At the age of 14, Kayla McKenzie made a deal with her mother: if she quit playing sports, she would have to enroll in college. Nearly four years later, the deal paid off, with a full-ride scholarship.

McKenzie was awarded the Freedom Fund Scholarship to attend Tyler Junior College at the annual Tyler-Smith County NAACP Banquet on Saturday. McKenzie was elated and said she was honored to receive the scholarship. 

"It makes me feel like I finally made a difference," McKenzie said. "Anybody can get a scholarship, however the NAACP scholarship is above and beyond anything (else)."

In the ninth-grade, McKenzie grew tired of playing sports and wanted to quit because she didn't enjoy playing them as much as she enjoyed studying. Consequently, her mother, who wanted her daughter's path to college paved for by scholarships, athletic or academic, made her a deal.

McKenzie, then 14, began taking classes at TJC. While she was obtaining her diploma from John Tyler, McKenzie was earning credits toward an associate degree in general studies, which she will be completing in December.

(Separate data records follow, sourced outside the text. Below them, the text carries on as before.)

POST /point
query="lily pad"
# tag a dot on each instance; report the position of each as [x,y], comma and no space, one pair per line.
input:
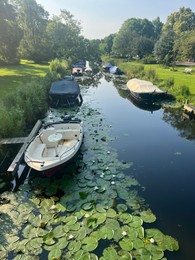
[126,244]
[147,216]
[89,243]
[55,254]
[109,253]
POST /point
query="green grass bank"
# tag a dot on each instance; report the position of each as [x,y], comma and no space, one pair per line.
[174,80]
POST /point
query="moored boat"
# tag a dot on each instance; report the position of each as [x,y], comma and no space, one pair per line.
[145,91]
[54,146]
[64,92]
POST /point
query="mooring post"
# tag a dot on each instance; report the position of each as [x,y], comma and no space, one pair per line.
[13,168]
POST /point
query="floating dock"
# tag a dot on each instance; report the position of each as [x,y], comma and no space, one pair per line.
[189,111]
[25,140]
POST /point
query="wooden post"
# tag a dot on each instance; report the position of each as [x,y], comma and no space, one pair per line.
[15,164]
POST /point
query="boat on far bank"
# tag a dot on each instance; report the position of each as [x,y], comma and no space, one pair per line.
[54,146]
[145,91]
[64,93]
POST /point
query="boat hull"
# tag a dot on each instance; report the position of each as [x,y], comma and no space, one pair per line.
[54,146]
[147,98]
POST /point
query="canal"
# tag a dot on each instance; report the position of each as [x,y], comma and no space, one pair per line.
[158,144]
[161,145]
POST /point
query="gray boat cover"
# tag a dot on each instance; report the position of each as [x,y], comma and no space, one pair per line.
[64,87]
[142,86]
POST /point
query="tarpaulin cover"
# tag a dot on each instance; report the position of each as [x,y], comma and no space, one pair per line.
[63,87]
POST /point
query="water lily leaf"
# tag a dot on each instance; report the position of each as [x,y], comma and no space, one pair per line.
[106,232]
[147,216]
[125,218]
[92,222]
[136,222]
[126,244]
[171,244]
[83,195]
[129,231]
[101,189]
[111,213]
[138,243]
[81,255]
[48,238]
[121,207]
[124,255]
[55,254]
[87,206]
[82,233]
[58,231]
[140,232]
[155,251]
[74,246]
[34,243]
[71,207]
[74,227]
[70,220]
[24,208]
[100,208]
[112,224]
[109,253]
[89,243]
[142,254]
[101,217]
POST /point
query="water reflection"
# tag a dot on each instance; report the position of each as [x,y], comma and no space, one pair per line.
[186,128]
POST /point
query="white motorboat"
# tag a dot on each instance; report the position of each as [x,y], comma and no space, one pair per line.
[55,145]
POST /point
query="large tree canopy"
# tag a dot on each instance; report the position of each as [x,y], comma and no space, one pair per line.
[32,19]
[131,37]
[9,33]
[177,38]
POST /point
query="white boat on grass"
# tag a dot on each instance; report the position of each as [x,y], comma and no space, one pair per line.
[145,91]
[55,145]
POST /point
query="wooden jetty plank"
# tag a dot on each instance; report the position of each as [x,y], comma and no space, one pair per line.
[14,165]
[14,140]
[189,107]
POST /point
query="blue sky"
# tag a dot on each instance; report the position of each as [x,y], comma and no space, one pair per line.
[99,18]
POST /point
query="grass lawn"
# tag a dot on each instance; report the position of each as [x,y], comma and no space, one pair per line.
[12,76]
[179,76]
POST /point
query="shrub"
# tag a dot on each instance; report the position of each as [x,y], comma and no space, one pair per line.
[59,67]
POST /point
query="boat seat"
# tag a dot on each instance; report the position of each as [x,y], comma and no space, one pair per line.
[40,150]
[69,134]
[45,134]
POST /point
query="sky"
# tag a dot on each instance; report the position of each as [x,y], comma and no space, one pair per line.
[100,18]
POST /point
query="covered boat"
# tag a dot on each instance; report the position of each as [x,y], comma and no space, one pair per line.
[65,93]
[115,70]
[106,66]
[55,145]
[145,91]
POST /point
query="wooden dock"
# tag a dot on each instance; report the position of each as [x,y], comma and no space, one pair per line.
[189,108]
[14,140]
[17,160]
[189,111]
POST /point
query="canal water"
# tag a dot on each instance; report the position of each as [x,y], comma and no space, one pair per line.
[161,146]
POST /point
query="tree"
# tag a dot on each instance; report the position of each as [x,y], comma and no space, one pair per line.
[32,19]
[185,46]
[9,33]
[106,44]
[178,34]
[64,35]
[181,21]
[131,37]
[163,48]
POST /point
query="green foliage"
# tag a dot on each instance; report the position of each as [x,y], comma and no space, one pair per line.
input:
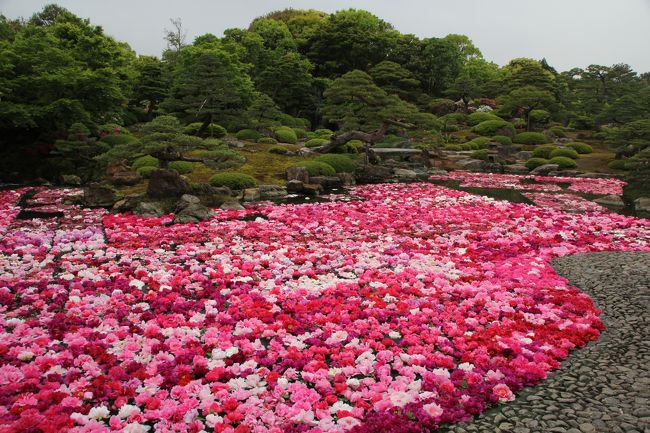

McKenzie will use the scholarship to obtain pre-dental and athletic training degrees. After she completes her two degrees in 2018, she will leave TJC with three associate's degrees. After TJC, McKenzie said she wants to transfer to a four-year university to get bachelor's degrees in both fields and attend medical school in pursuit of a doctorate in dentistry.

Another former John Tyler student, Aaron Ross, returned to his hometown of Tyler to deliver a keynote speech at the NAACP of Tyler's annual fundraiser.

Ross, a two-time Super Bowl champion with the New York Giants, said that he was honored to have been selected to deliver the keynote address. In his speech, Ross thanked the NAACP for its leadership role in helping advance the black community since its inception in 1909, as well as setting the foundation and opening doors for millions of black people in America.                          

Ross added he was excited about the keynote address because it was an opportunity to give back to his community, which he said instilled in him a hard work ethic, determination and morals, all of which he tries to instill in young East Texans during his summer football camp. 

Ross said he wants to show kids in East Texas that they have the capacity to reach their dreams because he was once in the same position they are in.

"When you see (successful) people that come from the same neighborhoods you come from, it gives you hope," Ross said.